Era en aquellos tiempos muertos donde
el corsé de la rutina aflojaba sus botones. La broma y lo cotidiano
se colaban por las rendijas de esa Inglaterra seria y rancia. La
ironía tomaba posiciones y el mencionado Ray Davies apuntaba en su
libreta cosas como “whatever the situation whatever the race or
creed, Tea knows no segregation, no class nor pedigree”. Sólo en
Londres podría haber nacido un tipo tan irreverente como el mayor de
los Kinks. Recuerdo que su Muswell Hillbillies, homenaje a los
barrios de planta simple y ladrillo visto, siempre me acompañaba en
aquellas incursiones por la parte alta de la ciudad.
Otro de los que nunca siguieron las
reglas de lo políticamente establecido fue John Howard. Puede que su
debut de 1975 tuviera mucho de glam-rock y el artista luciera en la
portada uno de esos trajes recién comprados en Oxford Street,
siguiendo la moda de la época. Aquellas letras abiertamente gays, a
veces coqueteando con lo morboso, se antojaban demasiado explícitas
para la FM británica. Seamos francos. El mundo parecía listo para
la ambigüedad sexual de Bowie o Elton John, pero el rock era todavía
un negocio de “hombres rectos”.
El resto de su historia encaja en el
molde de lo conocido.

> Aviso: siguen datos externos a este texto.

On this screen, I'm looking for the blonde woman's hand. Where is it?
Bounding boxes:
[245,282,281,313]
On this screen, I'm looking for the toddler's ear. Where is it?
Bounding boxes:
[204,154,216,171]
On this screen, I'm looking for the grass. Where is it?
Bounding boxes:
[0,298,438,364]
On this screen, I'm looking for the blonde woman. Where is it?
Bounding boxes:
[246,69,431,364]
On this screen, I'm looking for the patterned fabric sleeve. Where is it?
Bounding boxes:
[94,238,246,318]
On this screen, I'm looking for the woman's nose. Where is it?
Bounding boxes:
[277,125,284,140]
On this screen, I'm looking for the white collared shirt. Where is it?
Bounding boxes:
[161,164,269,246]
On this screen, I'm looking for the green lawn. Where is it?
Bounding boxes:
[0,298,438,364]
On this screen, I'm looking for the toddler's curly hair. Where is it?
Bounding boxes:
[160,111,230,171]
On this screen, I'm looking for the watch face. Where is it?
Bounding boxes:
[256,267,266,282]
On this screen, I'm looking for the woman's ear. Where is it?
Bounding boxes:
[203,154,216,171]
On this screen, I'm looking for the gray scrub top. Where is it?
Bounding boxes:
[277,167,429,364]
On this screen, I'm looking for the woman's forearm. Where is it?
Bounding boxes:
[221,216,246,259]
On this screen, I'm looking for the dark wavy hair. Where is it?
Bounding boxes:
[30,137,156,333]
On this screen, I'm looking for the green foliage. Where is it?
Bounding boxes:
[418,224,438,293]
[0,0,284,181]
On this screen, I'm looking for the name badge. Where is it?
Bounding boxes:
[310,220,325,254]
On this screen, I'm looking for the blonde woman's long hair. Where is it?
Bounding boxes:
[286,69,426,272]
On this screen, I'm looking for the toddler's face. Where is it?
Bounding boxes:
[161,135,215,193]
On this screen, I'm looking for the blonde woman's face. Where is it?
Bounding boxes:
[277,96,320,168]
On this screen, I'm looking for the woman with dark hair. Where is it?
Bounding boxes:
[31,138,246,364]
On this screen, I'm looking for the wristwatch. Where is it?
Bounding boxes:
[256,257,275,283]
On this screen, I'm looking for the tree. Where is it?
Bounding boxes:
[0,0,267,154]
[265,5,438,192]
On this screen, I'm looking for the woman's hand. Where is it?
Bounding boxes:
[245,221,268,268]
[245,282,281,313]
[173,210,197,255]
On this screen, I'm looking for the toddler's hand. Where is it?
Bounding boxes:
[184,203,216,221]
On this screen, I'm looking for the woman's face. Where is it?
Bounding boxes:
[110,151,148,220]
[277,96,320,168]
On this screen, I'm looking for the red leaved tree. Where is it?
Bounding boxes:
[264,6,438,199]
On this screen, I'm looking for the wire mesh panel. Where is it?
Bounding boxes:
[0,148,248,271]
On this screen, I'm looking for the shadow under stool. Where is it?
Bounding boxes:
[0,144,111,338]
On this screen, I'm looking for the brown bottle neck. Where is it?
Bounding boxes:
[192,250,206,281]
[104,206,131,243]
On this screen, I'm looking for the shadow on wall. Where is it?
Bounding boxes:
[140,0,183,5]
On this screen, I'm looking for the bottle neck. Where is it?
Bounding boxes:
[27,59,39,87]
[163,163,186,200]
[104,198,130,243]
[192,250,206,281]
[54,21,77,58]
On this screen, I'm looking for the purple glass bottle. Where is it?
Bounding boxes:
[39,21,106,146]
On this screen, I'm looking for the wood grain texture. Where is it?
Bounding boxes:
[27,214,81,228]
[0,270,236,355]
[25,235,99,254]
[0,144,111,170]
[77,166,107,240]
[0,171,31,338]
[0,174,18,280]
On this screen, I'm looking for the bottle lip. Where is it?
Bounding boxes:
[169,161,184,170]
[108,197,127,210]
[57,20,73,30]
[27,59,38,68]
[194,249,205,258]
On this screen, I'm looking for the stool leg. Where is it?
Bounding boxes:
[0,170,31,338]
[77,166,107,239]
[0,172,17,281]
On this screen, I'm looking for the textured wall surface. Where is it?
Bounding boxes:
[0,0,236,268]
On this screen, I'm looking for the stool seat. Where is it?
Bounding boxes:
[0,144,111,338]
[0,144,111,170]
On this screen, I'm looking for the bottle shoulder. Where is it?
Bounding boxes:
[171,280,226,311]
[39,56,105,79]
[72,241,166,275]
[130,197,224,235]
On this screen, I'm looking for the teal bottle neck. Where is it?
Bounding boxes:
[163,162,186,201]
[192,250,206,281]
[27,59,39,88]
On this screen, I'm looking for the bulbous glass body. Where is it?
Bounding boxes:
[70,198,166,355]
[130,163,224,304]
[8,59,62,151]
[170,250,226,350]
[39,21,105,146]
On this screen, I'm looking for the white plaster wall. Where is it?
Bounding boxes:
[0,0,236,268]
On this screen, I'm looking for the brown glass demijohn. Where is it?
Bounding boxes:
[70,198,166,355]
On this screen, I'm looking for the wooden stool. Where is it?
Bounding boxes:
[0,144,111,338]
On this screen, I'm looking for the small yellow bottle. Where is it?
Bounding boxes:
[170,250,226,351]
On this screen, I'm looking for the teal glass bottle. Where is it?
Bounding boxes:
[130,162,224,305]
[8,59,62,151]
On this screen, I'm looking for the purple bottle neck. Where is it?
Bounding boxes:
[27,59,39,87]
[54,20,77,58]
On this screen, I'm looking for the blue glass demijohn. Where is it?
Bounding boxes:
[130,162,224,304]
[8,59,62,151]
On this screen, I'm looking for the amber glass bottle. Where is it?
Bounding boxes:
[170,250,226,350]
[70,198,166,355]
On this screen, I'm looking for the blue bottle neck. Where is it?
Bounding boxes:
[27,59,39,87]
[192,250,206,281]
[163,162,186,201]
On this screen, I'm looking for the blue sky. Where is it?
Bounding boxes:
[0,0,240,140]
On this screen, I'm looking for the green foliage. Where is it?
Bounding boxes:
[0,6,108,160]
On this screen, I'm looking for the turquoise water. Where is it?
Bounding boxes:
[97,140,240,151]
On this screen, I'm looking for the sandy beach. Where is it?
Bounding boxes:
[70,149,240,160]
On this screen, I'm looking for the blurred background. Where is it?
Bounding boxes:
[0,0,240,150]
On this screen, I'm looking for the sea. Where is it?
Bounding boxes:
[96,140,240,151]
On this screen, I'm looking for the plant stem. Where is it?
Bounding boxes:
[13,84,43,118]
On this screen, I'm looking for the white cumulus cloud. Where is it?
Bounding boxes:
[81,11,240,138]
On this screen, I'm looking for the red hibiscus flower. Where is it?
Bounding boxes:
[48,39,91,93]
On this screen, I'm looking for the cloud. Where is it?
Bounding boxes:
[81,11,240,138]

Tras el fracaso del estreno discográfico, el
sello decide rescindir el contrato con el artista, condenándole al
olvido hasta la llegada del nuevo siglo. Las primeras grabaciones con
material nuevo llegarían en 2005, seguidas de otra media docena de
discos compuestos ya desde su retiro en España. En ellos el músico
mantiene ese gusto por el pop barroco y la melodía esculpida desde
el piano. El primer Elton John permanece en el horizonte pero, quizás
fruto de la edad, Howard afila su pluma más costumbrista. Como si de
un Bill Fay escribiendo desde la barra de un pub se tratara.
Lo vemos en Before, canción que abre
su reciente álbum junto a The Night Mail. En ella el autor,
siguiendo la costumbre local, ve la vida pasar desde uno esos cafés
escritos con letras de oro. Coge una servilleta y escribe:
“Those hours staring at the clock while you sat waiting for the
knock”. En una ciudad en la que el
tiempo corre sin avisar, aquellas horas muertas son siempre la mejor
parte del día. Aunque para ello haya que resguardarse en la parte
trasera de un bar.
Desde allí Howard aprovecha para
dibujar sus perfiles más mordaces. La maestra de amores de Deborah
Fletcher, el maniático de Control Freak, el nostálgico empedernido
de In The Light of Fires Burning. Imposible no identificarte con el
currante de London's After-Work Drinking Culture si has vivido un
tiempo en la capital inglesa. En Tip of your Shoe el músico
actualiza el mito del hombre moderno que los Kinks trazaban en 20th
Century Man. Tampoco la lacra de la homofobia se libra del veneno en
Safety in numbers.
El hilo de la música avanza a pesar de
todo sin sobresaltos. Las líneas de piano traen a la memoria el
vodevil y el sarcasmo de Randy Newman, el romanticismo de Supertramp
y la versión más clásica del pop de las islas. Sus ropajes
elegantes recuerdan a esas lámparas de araña que cubren los techos
de los pubs más antiguos. Aunque también sirven para los antros más
modestos de los callejones de ladrillo. Esos en los que pasábamos
las tardes compartiendo pintas a tres libras y media y canciones de
la jukebox. La ciudad era una ruina, pero al menos teníamos un lugar
en el que caernos muertos. Eramos felices.